Creative Economy Mini-conference, Stephanie Rearick, and Trade School Evanson Launch Party

There are so many exciting Chicago Time Exchange events this Friday, September 20th!

First, from 1-6 pm there’s a skill share and mini-conference potluck.  People are sharing their creative skills from 1-3.  Some people have signed up, but we need more.  Please email Jami at jamigarton@gmail.com if you’d like to share!

Stephanie Rearick, a fantastic musician and the Director of the Dane County TimeBank in Madison, Wisconsin, will be facilitating a discussion about Creative Economies from 3-4:30pm.  Afterwards, we’ll break bread together!  Bring food and drink to share!  More information is on the Facebook event.

Later that evening at Trade School Evantson, The Chicago Time Exchange is launching it’s collaboration with Trade School Evanston.  To celebrate, Stephanie Rearick will be performing along with others.  Feel free to bring food and music to share!  More information is on the Facebook event.

As always, people who who plan, set up, help out, and skill share will earn Time Dollars.

Exchange in Review: Gentle Yoga Class with Julia

I make a lot of jokes. Mostly awful, unprofessional, inappropriate jokes and usually in serious situations with people I barely know. Bad jokes are to Jami as beouf bourgiounon is to Julia Child. It’s science!

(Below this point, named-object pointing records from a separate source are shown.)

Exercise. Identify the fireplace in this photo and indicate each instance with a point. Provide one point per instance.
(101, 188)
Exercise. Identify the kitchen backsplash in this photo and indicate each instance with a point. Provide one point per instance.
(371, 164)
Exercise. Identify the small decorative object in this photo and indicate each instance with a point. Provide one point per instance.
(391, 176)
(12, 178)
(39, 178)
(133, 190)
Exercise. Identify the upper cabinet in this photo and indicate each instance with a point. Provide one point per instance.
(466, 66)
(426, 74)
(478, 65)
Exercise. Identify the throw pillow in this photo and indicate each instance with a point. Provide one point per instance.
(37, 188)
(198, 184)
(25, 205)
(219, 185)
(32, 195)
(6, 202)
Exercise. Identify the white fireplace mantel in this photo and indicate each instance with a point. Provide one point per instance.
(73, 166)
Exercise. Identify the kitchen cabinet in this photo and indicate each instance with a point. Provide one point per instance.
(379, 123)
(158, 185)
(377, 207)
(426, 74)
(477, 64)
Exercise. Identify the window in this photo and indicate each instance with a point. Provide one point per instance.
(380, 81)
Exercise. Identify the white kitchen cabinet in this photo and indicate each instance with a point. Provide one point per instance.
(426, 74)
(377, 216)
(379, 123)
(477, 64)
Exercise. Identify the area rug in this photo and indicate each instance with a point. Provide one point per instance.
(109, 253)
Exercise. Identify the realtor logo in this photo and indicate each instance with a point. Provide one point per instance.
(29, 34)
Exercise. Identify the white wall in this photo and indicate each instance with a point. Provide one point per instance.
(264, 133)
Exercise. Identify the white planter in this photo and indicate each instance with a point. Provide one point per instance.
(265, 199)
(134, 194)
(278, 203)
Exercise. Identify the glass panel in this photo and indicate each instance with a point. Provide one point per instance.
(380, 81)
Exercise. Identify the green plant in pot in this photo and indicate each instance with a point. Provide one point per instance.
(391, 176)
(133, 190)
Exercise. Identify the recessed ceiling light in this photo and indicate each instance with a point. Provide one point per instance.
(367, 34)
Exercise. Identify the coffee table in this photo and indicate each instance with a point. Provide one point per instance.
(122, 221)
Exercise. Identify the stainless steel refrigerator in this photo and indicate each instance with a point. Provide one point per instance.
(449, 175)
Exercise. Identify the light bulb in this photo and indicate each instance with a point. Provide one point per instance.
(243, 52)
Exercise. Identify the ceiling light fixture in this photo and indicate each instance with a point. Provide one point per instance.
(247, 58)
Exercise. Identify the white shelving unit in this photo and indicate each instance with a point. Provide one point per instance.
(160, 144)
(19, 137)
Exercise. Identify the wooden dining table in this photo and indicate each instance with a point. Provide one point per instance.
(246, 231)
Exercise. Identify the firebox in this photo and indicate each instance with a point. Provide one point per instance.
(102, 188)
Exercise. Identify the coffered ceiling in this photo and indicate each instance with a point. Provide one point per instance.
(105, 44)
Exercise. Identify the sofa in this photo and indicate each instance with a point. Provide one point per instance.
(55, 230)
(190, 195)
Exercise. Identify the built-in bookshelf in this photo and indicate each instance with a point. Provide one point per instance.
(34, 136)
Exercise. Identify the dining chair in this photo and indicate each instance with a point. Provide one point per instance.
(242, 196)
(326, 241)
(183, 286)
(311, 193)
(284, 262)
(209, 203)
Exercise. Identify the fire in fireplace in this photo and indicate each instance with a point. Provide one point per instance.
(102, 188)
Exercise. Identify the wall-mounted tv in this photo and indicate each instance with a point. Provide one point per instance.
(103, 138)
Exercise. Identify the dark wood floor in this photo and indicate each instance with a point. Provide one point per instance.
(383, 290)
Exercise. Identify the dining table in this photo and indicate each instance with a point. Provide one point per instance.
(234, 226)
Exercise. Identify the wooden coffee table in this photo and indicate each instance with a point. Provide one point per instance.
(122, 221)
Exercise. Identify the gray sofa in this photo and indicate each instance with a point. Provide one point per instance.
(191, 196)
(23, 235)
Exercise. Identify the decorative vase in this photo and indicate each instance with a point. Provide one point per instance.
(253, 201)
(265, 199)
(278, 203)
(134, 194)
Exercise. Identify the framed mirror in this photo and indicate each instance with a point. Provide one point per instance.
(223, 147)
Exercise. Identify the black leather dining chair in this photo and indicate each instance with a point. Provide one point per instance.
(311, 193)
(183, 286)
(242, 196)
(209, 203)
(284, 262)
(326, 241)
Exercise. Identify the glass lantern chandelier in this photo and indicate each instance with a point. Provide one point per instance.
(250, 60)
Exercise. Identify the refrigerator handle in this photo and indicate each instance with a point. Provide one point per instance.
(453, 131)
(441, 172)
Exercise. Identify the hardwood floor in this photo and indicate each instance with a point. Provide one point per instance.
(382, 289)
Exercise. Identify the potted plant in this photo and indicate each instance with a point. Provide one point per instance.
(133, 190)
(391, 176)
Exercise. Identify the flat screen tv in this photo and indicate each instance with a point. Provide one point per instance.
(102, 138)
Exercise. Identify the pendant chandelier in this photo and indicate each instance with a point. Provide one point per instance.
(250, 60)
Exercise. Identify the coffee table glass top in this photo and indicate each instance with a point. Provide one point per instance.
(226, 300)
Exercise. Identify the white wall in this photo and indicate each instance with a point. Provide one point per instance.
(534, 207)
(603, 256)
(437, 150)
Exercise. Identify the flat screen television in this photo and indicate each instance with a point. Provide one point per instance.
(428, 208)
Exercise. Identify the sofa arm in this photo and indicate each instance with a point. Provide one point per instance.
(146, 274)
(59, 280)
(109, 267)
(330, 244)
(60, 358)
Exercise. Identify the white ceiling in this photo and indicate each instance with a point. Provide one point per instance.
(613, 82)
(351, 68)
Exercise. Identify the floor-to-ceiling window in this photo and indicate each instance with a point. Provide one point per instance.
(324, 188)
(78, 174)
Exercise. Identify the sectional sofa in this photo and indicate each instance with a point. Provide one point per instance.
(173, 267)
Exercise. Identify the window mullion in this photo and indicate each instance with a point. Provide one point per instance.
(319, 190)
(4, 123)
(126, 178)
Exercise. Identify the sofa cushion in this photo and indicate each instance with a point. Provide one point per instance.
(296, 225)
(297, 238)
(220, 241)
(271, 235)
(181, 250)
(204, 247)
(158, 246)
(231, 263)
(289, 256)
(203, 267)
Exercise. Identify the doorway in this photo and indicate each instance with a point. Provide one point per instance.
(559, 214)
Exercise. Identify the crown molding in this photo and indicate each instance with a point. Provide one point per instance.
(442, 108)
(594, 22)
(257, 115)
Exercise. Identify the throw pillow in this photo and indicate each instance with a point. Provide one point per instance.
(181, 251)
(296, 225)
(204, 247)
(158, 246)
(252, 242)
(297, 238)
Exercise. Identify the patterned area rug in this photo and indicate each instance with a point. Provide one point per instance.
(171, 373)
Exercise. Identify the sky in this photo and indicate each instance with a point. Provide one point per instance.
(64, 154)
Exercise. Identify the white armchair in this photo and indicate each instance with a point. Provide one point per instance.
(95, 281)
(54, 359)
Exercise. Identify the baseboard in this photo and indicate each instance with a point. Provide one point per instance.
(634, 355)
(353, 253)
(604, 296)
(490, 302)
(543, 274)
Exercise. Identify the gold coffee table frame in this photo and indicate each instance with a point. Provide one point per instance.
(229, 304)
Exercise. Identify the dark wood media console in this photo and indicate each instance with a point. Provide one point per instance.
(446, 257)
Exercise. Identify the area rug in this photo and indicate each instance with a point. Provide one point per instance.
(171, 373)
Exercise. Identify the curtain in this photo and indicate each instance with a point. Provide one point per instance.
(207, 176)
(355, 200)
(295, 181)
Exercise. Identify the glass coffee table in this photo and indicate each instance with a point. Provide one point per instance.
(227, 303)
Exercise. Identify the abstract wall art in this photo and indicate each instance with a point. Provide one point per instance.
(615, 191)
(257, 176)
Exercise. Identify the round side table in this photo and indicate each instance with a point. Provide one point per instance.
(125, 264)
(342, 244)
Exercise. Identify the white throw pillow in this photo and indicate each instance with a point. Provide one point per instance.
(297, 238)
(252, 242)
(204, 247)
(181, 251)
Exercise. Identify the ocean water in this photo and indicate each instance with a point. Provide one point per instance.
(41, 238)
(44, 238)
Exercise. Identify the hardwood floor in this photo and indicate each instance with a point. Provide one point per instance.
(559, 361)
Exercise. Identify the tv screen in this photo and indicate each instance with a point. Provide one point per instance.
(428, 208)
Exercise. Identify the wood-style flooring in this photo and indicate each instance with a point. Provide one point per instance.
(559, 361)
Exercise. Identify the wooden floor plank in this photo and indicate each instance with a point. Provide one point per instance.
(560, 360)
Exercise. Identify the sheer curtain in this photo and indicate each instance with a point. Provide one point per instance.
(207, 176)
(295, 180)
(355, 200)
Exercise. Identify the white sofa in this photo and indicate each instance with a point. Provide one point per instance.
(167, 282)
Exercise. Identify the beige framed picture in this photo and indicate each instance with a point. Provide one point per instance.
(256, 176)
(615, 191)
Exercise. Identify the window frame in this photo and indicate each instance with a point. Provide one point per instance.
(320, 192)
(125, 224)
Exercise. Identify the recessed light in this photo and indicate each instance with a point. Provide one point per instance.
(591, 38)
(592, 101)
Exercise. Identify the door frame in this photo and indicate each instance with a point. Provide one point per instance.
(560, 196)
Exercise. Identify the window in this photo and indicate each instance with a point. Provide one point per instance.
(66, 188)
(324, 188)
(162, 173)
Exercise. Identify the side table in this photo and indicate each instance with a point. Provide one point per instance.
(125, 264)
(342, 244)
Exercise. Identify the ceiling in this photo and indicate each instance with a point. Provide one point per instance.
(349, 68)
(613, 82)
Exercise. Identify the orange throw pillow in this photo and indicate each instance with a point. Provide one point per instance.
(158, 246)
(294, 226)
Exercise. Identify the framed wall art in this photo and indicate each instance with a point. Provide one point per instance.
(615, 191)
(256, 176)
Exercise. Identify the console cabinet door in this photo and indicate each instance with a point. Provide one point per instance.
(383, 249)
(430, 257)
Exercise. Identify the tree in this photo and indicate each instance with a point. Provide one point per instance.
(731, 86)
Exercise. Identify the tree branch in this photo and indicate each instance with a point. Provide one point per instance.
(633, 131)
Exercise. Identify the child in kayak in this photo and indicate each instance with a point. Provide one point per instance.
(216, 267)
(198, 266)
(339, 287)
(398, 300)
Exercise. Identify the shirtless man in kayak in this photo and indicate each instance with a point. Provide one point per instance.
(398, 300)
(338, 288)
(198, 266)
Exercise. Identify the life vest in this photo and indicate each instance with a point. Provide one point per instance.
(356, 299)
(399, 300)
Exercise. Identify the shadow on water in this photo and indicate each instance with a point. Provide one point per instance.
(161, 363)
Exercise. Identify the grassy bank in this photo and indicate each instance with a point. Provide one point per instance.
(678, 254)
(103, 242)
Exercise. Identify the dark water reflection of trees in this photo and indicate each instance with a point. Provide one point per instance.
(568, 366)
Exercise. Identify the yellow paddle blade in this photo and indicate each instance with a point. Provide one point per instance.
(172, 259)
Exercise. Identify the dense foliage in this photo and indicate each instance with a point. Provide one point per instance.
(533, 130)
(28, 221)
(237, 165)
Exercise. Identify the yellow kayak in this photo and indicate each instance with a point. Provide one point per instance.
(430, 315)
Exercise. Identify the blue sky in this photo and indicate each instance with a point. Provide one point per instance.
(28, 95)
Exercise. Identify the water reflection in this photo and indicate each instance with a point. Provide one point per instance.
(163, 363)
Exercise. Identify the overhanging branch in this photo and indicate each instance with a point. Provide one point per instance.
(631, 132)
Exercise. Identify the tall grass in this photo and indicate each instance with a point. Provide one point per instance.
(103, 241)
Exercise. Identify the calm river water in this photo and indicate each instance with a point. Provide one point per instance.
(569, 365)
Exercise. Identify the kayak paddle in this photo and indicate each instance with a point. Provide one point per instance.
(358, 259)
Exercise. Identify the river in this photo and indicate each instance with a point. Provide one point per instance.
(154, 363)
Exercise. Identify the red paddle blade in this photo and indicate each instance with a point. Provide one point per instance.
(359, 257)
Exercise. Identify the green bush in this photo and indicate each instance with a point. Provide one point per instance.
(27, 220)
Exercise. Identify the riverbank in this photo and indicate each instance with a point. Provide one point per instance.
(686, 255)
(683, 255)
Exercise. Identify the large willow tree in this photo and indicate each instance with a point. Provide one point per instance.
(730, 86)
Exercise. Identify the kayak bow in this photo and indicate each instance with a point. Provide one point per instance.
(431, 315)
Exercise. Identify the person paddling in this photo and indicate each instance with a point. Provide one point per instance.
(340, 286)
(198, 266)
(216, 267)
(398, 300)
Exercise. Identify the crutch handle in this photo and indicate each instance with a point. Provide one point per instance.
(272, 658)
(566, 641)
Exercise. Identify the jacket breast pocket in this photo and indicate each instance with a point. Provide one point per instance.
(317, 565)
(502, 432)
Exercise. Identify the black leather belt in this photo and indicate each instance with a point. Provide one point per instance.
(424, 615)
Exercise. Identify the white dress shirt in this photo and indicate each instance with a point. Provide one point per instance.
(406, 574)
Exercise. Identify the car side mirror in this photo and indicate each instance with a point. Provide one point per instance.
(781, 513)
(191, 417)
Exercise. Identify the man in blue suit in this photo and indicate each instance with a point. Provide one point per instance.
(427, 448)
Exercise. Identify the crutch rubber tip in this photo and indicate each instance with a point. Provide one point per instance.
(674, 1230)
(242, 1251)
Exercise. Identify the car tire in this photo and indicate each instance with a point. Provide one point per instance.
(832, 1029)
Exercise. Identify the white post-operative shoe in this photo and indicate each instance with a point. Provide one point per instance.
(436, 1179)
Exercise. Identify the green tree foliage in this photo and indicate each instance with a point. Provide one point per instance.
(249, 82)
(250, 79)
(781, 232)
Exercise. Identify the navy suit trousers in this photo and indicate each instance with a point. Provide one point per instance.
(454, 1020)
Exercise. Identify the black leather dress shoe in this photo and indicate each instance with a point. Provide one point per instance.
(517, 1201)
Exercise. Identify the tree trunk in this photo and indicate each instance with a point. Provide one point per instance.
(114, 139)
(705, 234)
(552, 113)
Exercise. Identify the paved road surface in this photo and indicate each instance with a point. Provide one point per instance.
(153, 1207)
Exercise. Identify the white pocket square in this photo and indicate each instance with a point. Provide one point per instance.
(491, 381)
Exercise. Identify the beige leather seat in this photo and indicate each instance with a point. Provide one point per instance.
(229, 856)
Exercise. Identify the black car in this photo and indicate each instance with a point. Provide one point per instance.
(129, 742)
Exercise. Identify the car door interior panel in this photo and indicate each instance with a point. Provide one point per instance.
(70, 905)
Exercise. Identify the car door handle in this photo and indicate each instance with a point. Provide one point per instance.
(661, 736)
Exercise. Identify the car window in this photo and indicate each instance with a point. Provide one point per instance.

One joke I often make about The Chicago Time Exchange is that there is never a shortage of yoga instructors and lessons. We’re like a guy standing in an alley in a black trench coat dealing out yoga on the black market.

Like all classically excellent jokes, this one has a lot of truth. One of the many benefits I’ve reaped as a coordinator of The Chicago Time Exchange is that I will probably never have to pay money for a yoga class as long as I live.  If I do it right, my grandchildren will not have to pay for yoga classes.  If i’m really on top of it, no one’s grandchildren will have to pay for yoga because people will recognize it as a necessary public health practice instead of a luxury.

Like many abundant resources in our society, I have been trained to believe I have little need for it anymore. I have my own yoga practice at home and am 150% over most Western yoga courses that focus more on getting a good workout than the meditative aspects of yoga. Also, as a scholar of Sanskrit (read: hack), the use of not understood Sanskrit slokas and mantras before and after class perplex me at best and irritate me at worst.

But, the purpose of abundance-based economies reminds us that even though something is abundant, doesn’t mean it is no longer valuable.

Julie and I have been emailing back and forth as she had been providing support for my meditation practice. So when she posted an offer for a Gentle Yoga class I jumped at the chance to have a non-aerobic yoga class to enrich my meditative practice with someone I trust and to meet a person I had only met online.

While I am prone to hyperbole (see bad jokes above), this was the most excellent yoga class I’d ever taken. Julia is a master instructor, adapting her class to the students’ needs, keeping her finger on the pulse of her students needs.  This class was exactly everything I needed at that moment (disclosure: Needs may vary.  Sometimes you just need a hot dog.  This class will not fulfill that need.).

Imagine that there’s a time in your day where you can just relax in a way that feels best for your body.  I’m sure most people will understand that sentence and know what it means to relax, but really how often do we take time to move and rest and relax in a way that FEELS best for our body?  Probably only while yawning when you do those weird involuntary movements and make crazy faces.  Or before we sleep MAYBE (unless you’re like me and you fall asleep nightly atop empty malt liquor bottles and half-burnt cigarettes).

It’s really a foreign concept.  We do things because we are being told to do them, because we should do them, because people are watching.  Doing something because it feels good to our actual body is seen as such an indulgent luxury in our society.  We do plenty that we’re told is supposed to feel good such as strenuous exercise for long periods of time, eating kale, etc. (and sometimes it does feel good).  We do plenty of what we think feels good drinking and staying out late (and that’s a high-stakes hit or miss).

Julia’s class was like a bit, fat body yawn.  Her guiding principal was to do what feels best.  And honestly, I’m out of practice.  Yoga classes are so often associated with aerobic exercise which is so often associated with self-flagellation.  It’s hard to think of it as anything else.

Julia’s class was a revolutionary reminder to take time to trust my body’s intuition about what it needs to be healthy and to feel good.